The ACM National Midwifery Guidelines for Consultation and Referral are supported by
RANZCOG and provide professional guidance to midwives on when women require medical
care. The AMAQ paper's claims that midwife referral to obstetricians is "suboptimal" and
"ad hoc" indicate ignorance of regulated midwifery practice.
"decreasing direct involvement of the highly trained obstetrician is a significant cause of the
inferior outcomes endured by mothers and their babies in public hospital maternity services"
This statement infers that public maternity services have increasing rates of poor outcomes,
due to model of care, over time. There is no evidence of increasing rates of poor outcomes
in public hospitals over time, and there is high quality evidence of improved outcomes in
midwife-led primary care models.
"compelling data that the morbidity and mortality rate for mothers and neonates is
significantly lower in the private system"
This is raw, or at best slightly filtered data, which does not meet the standard for evidence.
The evidence supporting midwifery continuity models depends on difficult, expensive, time
consuming, randomised control trials. There are no similarly robust research trials showing
that providing women with private specialist care improves maternity outcomes relative to
other models. It is also difficult to collect strong evidence on rare events, which are so often
determined by socio-economic or other uncontrollable factors, such as perinatal or maternal
mortality. When the most complex obstetric and neonatal cases tend to end up in the public
system, it becomes even more difficult to accumulate strong evidence.
It would be irresponsible not to consider the question of cost. Under the AMAQ proposal,
the historically increasing professionalization and clinical skill level of midwives would be
reversed, and obstetric staffing would be greatly increased. Small maternity units would
close (at great cost to communities, if not the hospital authorities), and services would be
concentrated in larger hospitals. Without a major increase in health service funding, this
would result in significant loss of current services, presumably low-cost primary services, in
order to concentrate funding on high-cost acute services. This proposed direction is in
opposition to the international recognition of the efficiency and effectiveness of building a
strong foundation of primary health care, and towards the American model that delivers
relatively poor population health at exceptionally high cost.
The problems in Rockhampton need a much more systematic analysis than the AMAQ paper
offers. The views of maternity consumer representative are there are systemic problems in
Rockhampton, evident for several years. There had been long-term difficulties maintaining
obstetric staffing, and persistent stories of problems with midwifery staffing and morale.

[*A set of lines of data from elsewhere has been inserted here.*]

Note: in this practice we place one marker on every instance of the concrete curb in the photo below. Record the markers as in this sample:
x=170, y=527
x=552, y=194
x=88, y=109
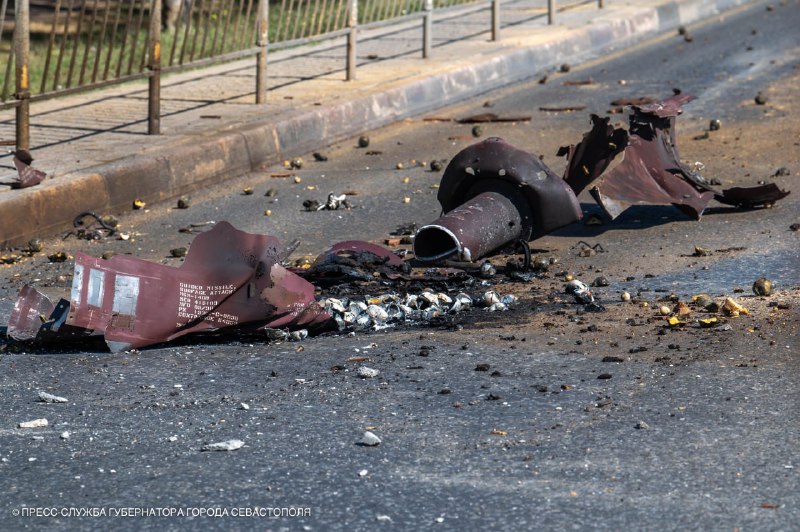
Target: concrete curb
x=187, y=164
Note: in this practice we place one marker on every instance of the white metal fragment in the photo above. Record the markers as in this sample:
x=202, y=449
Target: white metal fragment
x=33, y=424
x=230, y=445
x=367, y=373
x=370, y=439
x=50, y=398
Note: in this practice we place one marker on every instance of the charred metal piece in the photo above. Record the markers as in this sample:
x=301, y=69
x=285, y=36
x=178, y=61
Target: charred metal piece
x=493, y=194
x=28, y=175
x=354, y=260
x=651, y=171
x=230, y=279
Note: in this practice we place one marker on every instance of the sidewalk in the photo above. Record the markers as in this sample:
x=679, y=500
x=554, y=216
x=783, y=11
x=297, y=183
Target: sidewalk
x=95, y=148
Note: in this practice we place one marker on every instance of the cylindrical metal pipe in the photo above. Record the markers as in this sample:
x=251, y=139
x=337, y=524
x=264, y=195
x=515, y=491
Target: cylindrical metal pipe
x=23, y=84
x=154, y=85
x=479, y=226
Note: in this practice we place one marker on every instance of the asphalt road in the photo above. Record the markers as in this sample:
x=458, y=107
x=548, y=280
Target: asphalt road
x=692, y=429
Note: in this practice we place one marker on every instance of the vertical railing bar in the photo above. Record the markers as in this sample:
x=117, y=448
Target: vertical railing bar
x=112, y=40
x=145, y=59
x=100, y=41
x=246, y=23
x=189, y=21
x=76, y=44
x=427, y=29
x=211, y=4
x=253, y=30
x=296, y=19
x=198, y=29
x=122, y=48
x=281, y=17
x=176, y=33
x=315, y=16
x=62, y=46
x=229, y=11
x=154, y=60
x=87, y=44
x=237, y=40
x=335, y=22
x=322, y=16
x=263, y=43
x=352, y=38
x=217, y=24
x=134, y=44
x=51, y=41
x=11, y=60
x=495, y=20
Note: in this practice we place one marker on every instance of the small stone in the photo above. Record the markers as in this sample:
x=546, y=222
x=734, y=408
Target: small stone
x=50, y=398
x=367, y=373
x=229, y=445
x=762, y=287
x=370, y=439
x=33, y=424
x=35, y=245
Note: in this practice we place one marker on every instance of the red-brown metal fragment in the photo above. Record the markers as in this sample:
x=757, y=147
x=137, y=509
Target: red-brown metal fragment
x=651, y=171
x=229, y=279
x=28, y=175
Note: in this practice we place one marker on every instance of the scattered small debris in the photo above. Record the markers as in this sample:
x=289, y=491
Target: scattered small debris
x=33, y=424
x=562, y=109
x=370, y=439
x=50, y=398
x=229, y=445
x=762, y=287
x=367, y=373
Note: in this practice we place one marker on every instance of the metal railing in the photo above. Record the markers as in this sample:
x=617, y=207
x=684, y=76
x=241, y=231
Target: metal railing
x=84, y=44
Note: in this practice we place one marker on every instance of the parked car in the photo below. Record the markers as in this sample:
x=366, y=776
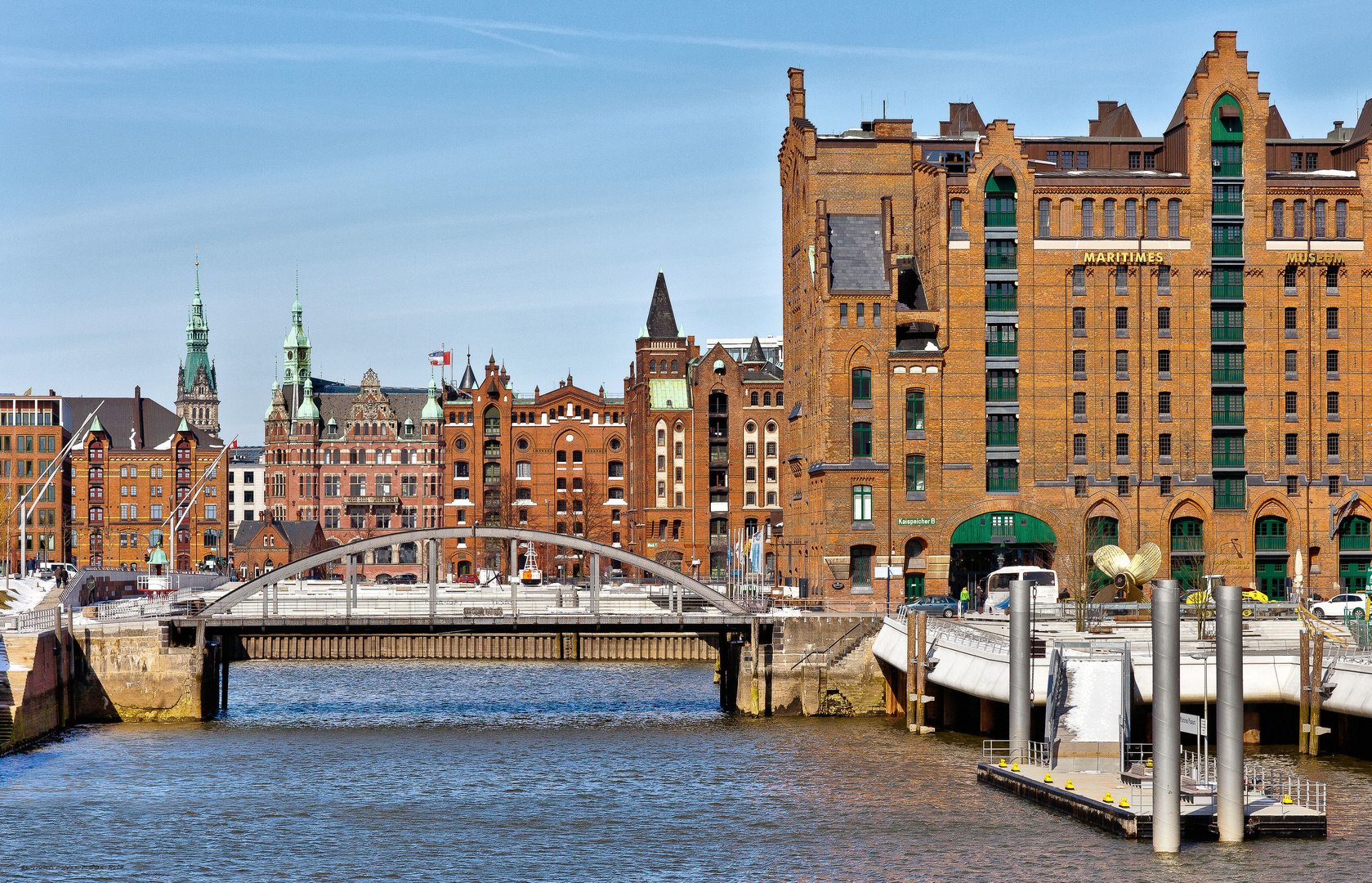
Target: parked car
x=1353, y=603
x=933, y=604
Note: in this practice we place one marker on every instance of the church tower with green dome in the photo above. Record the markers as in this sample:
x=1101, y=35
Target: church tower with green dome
x=297, y=347
x=198, y=388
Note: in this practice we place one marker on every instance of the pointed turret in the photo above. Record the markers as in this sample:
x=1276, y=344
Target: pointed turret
x=662, y=321
x=307, y=410
x=297, y=347
x=198, y=388
x=468, y=381
x=432, y=411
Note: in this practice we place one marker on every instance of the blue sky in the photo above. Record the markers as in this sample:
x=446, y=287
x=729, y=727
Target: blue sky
x=505, y=176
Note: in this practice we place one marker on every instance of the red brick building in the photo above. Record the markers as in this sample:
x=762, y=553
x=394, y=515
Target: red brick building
x=707, y=444
x=1012, y=349
x=260, y=547
x=137, y=463
x=368, y=459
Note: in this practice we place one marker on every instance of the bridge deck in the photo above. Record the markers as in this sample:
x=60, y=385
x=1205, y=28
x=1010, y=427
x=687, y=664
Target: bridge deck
x=504, y=625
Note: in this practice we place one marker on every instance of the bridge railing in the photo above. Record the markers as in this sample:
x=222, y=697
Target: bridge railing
x=313, y=602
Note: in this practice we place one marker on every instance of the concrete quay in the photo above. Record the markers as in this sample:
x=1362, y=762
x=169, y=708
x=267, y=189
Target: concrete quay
x=1265, y=816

These things point to problems in leadership and culture, not a lack of supremacy of any
particular professional tribe. The engagement of the AMA in the situation is further evidence
of failure of local relationships and culture: in our experience of maternity care politics, when
the AMA becomes engaged in a public hospital issue, it is evidence of serious failure of local
leadership and culture.
Summary
The AMAQ paper represents the prejudices and aspirations of an elite group of private
practice specialists. It does not address the evidence in a systematic way, and its proposals
are divisive, ineffective and unaffordable.